Text and data mining services: an update

Text and Data Mining (TDM) is the process of digitally querying large collections of machine-readable material, extracting specific information and, by analysis, discovering new information about a topic.

In February 2017, a group University of Cambridge staff met to discuss “Text and Data Mining Services: What can Cambridge libraries offer?”  It was agreed that a future library Text and Data Mining (TDM) support service could include:

  • Access to data from our own collections
  • Advice on legal issues, what publishers allow, what data sets and tools are available
  • Registers on data provided for mining and TDM projects
  • Fostering agreements with publishers.

This blog reports on some of the activities, events and initiatives, involving libraries at the University of Cambridge, that have taken place or are in progress since this meeting (also summarised in these slides).  Raising awareness, educating, and teasing out the issues around the low uptake of this research process have been the main drivers for these activities.

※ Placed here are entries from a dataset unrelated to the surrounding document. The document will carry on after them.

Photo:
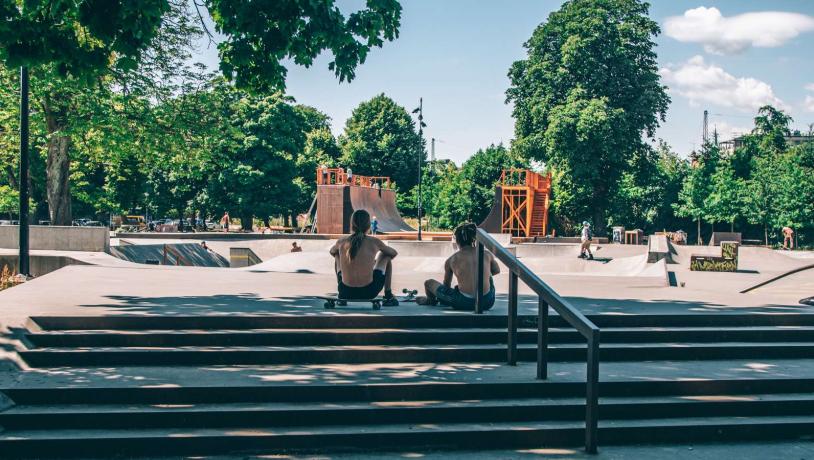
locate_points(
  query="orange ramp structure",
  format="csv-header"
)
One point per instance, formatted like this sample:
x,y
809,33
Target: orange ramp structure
x,y
339,194
521,204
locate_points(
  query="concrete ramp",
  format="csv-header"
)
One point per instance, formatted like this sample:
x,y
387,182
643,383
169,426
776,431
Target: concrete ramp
x,y
191,254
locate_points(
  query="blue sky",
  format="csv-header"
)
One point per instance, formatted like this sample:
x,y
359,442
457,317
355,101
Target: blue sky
x,y
456,54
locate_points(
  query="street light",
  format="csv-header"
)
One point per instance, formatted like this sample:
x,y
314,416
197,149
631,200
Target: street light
x,y
421,126
23,256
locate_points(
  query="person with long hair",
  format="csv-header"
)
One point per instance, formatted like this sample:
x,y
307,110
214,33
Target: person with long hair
x,y
363,263
463,265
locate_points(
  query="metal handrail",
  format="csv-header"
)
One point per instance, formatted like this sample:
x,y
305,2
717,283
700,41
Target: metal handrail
x,y
546,297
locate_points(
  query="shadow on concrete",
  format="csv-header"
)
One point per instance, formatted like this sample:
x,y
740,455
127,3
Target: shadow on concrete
x,y
252,304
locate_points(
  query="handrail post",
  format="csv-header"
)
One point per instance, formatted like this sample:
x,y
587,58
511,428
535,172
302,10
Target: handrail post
x,y
479,281
512,317
542,339
592,394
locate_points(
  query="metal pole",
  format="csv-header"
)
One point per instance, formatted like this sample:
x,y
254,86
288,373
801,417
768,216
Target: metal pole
x,y
512,317
542,339
23,256
479,281
592,394
420,151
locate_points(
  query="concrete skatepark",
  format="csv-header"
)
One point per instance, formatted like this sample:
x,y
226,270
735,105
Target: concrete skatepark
x,y
115,357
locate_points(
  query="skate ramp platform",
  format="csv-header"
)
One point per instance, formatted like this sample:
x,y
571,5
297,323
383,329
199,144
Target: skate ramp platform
x,y
336,203
536,250
187,254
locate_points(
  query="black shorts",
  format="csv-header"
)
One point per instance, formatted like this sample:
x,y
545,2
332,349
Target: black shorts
x,y
453,297
362,292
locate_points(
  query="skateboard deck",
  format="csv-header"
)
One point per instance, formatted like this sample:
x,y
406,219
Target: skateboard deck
x,y
332,301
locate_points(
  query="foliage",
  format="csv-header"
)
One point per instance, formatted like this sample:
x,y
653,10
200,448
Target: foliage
x,y
647,191
582,122
259,35
380,139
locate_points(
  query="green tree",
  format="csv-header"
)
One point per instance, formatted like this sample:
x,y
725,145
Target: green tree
x,y
320,149
252,168
583,97
648,190
724,202
380,139
692,199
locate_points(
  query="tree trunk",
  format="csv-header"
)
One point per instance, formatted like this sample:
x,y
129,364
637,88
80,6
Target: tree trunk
x,y
58,166
246,222
765,234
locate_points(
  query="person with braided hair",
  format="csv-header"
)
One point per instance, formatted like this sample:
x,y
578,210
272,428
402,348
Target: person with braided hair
x,y
363,263
463,265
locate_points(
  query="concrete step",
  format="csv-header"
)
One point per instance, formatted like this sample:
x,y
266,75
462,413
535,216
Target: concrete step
x,y
185,356
129,391
394,321
268,414
210,441
316,337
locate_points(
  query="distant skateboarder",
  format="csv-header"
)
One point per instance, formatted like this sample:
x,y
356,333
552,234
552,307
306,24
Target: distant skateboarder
x,y
463,265
788,238
363,265
586,238
224,221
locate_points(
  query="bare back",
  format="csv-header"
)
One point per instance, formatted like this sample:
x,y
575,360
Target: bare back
x,y
358,271
464,264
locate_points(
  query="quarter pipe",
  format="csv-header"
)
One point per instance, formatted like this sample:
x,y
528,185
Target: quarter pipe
x,y
336,203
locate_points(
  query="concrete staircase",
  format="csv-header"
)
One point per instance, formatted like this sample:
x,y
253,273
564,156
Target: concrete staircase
x,y
642,396
538,216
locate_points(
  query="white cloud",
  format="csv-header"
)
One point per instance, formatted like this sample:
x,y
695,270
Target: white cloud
x,y
727,131
707,83
735,34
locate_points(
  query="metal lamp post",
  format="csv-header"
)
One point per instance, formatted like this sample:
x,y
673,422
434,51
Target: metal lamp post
x,y
421,126
23,256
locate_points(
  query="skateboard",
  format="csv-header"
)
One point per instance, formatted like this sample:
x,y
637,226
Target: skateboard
x,y
332,301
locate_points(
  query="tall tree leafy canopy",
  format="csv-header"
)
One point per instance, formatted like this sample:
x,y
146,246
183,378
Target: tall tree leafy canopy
x,y
583,97
261,34
380,139
95,59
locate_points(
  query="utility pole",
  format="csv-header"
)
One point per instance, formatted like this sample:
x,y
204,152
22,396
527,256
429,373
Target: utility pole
x,y
421,125
23,256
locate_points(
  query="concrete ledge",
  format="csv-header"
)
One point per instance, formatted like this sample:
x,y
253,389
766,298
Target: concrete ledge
x,y
47,237
39,264
658,248
242,257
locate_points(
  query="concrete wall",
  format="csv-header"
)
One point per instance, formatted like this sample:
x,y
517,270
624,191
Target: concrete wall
x,y
91,239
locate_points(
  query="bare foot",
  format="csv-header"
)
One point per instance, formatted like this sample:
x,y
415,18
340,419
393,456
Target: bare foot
x,y
423,300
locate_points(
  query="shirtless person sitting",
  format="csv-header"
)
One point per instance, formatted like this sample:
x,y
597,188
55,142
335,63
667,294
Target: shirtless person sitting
x,y
363,263
463,264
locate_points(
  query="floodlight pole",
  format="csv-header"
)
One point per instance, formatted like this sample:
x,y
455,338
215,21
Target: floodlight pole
x,y
420,111
23,256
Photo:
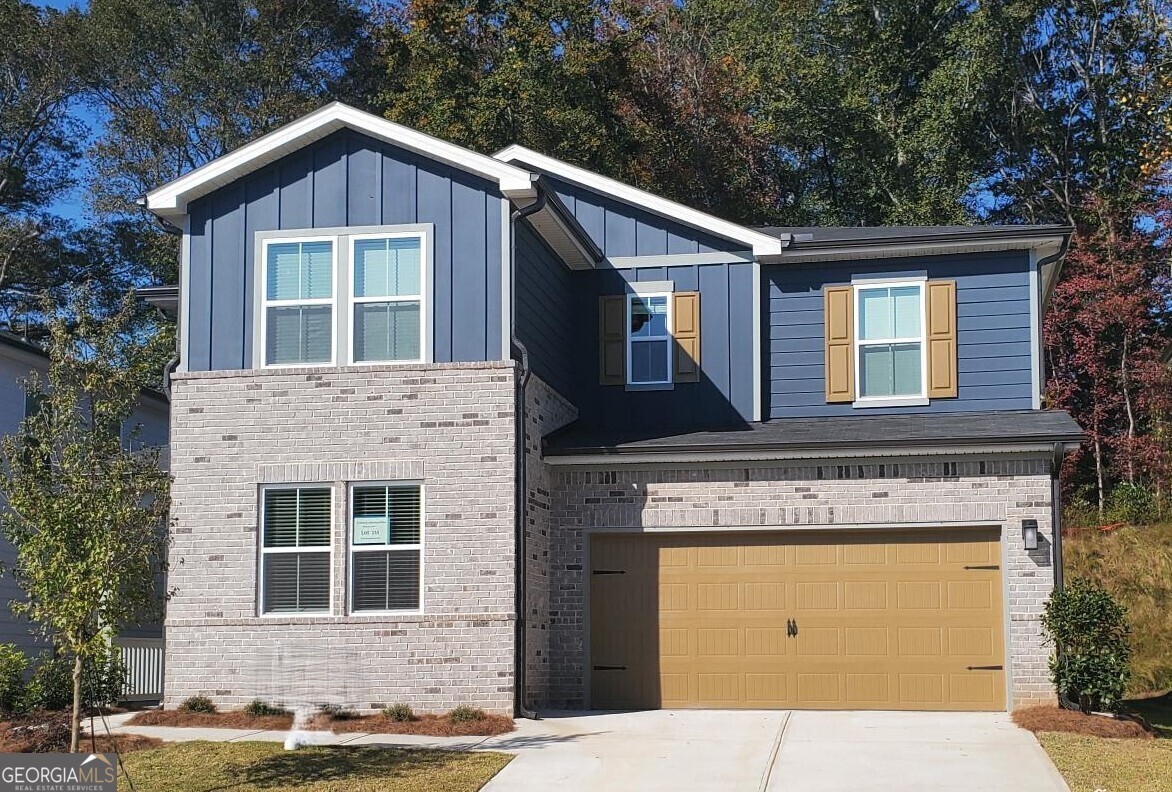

March 2017: RLUK 2017 Conference Workshop

The Office of Scholarly Communication (OSC) and Jisc ran a workshop at the Research Libraries UK 2017 conference to discuss Research Libraries and TDM.  Issues raised included licencing, copyright, data management, perceived lack of demand, where to go for advice within an institution or publisher, policy and procedural development for handling TDM-related requests (and scaling this up across an institution) and the risk of lock-out from publishers’ content, as well as the time it can take for a TDM contract to be finalised between an institution and publisher.  The group concluded that it is important to build mechanisms into TDM-specific licencing agreements between institutions and publishers where certain behaviours are expected.  For example, if suspicious activity is detected by a publisher’s website, it would be better not to automatically block the originating institution from accessing content, but investigate this first (although this may depend on systems in place), or if lock-out happens and the activity is legal, participants suggested that institutions should explore compensation for the time that access is lost if significant.

July 2017: University of Cambridge Text and Data Mining Libguide

Developed by the eResources Team, this LibGuide explains about Text and Data Mining (TDM): what it is, what the legal issues are, what you can do and what you should not try to do. It also provides a list of online journals under license for TDM at the University of Cambridge and a list of digital archives for text mining that can be supplied to the University researchers on a disc copy. Any questions our researchers may have about a TDM project, not answered through the LibGuide, can be submitted to the eResources Team via an enquiry form.

July 2017: TDM Symposium

The OSC hosted this symposium to provide as much information as possible to the attendees regarding TDM.  Internal and external speakers, experienced in the field, spoke about what TDM is and what the issues are; research projects in which TDM was used; TDM tools; how a particular publisher supports TDM; and how librarians can support TDM.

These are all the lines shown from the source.